If you hate the ALS Ice Bucket Challenge because you’re a cynical bastard who thinks dumping water over your head is a completely asinine way to raise money, and that people aren’t truly “educated” about ALS: please click into this Time article and enjoy – my post is not for you.
If you hate the ALS Ice Bucket Challenge because you tire quickly of all viral Internet shenanigans – from planking to selfies, and everything in between – then stick around, compadre, because we’re in the same boat.
Is the Ice Bucket Challenge contrived? Yes. Is it silly? Yes. Does it work. Oh yes.
According to NBC, the challenge has raised nearly $16 million in less than one month.
The “Ice Bucket Challenge,” designed to raise awareness for Amyotrophic lateral sclerosis, also known as ALS or Lou Gehrig’s disease, has now raised over $15.6 million from July 29 through August 18, the ALS Association tells NBC News in a written statement. That’s compared to just $1.8 million in that same period in 2013. The ALS Association also says that the donations have come from existing donors and from 307,598 new donors.
Could it be more? Sure. It can always be more.
Do some people know why they’re taking ice water to the face, or even think to donate? No, surely not. But you’ll never have 100% success rates in these type of things.
The point is to stimulate discussion, which this cultural meme surely has.
When was the last time, before witnessing the billionth celebrity/friend/athlete/whomever get doused with water, that you even thought about ALS?
I can tell you when it was for me. It’s whenever I read a Peter King feature on Steve Gleason or watch the following video – which is to say maybe 2-3 times per year.
The ALS Ice Bucket Challenge is the 2014 equivalent to the LiveStrong bracelet craze of 2004. At that time Nike sold bracelets for $1 a pop, pledging the money towards cancer research. When demand for the instantly fashionable bracelets grew, and manufacturers scrambled to keep up, bands sold on the eBay secondary market for 10x their initial cost. At that point, the money went directly into entrepreneurial sellers’ hands, not into charity. Owning a LiveStrong band was a fashion statement, not a charitable endeavor.
However, much like today’s challenge, the bands ignited discussion.
You can’t start a fire without a spark. You can’t ignite a movement without national discourse. These things aren’t perfect, but they’re a start in the right direction.
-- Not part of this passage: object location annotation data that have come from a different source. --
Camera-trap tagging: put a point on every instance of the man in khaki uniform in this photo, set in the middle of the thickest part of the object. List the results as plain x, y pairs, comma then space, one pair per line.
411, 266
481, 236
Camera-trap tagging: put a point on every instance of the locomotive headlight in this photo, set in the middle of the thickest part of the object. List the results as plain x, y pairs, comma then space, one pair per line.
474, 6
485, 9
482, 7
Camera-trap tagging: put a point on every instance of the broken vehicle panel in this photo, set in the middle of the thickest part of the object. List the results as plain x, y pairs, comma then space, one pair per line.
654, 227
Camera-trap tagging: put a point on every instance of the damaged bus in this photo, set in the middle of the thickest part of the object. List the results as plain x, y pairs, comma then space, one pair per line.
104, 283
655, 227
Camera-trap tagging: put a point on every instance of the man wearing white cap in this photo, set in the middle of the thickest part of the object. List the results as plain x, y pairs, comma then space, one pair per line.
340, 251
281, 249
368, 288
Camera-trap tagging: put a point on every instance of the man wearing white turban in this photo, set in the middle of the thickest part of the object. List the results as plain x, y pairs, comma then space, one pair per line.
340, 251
So yeah, while it is played out, the challenge is working. If nothing else, a few more people are aware of ALS, and there’s $15 million more in the coffer than there was a year ago. Save the snark and indignation for when you’re researching how the donations are appropriated, not for the fundraising effort.
*UPDATE* Darren Rovell reports that the money raised is $22.9 million in the past 22 days, which is nearing last year’s total fundraising of $23.5 million.
The national chapter of the ALS Association raised $23.5M in 2013. The Bucket Challenge in 22 DAYS has raised $22.9 million.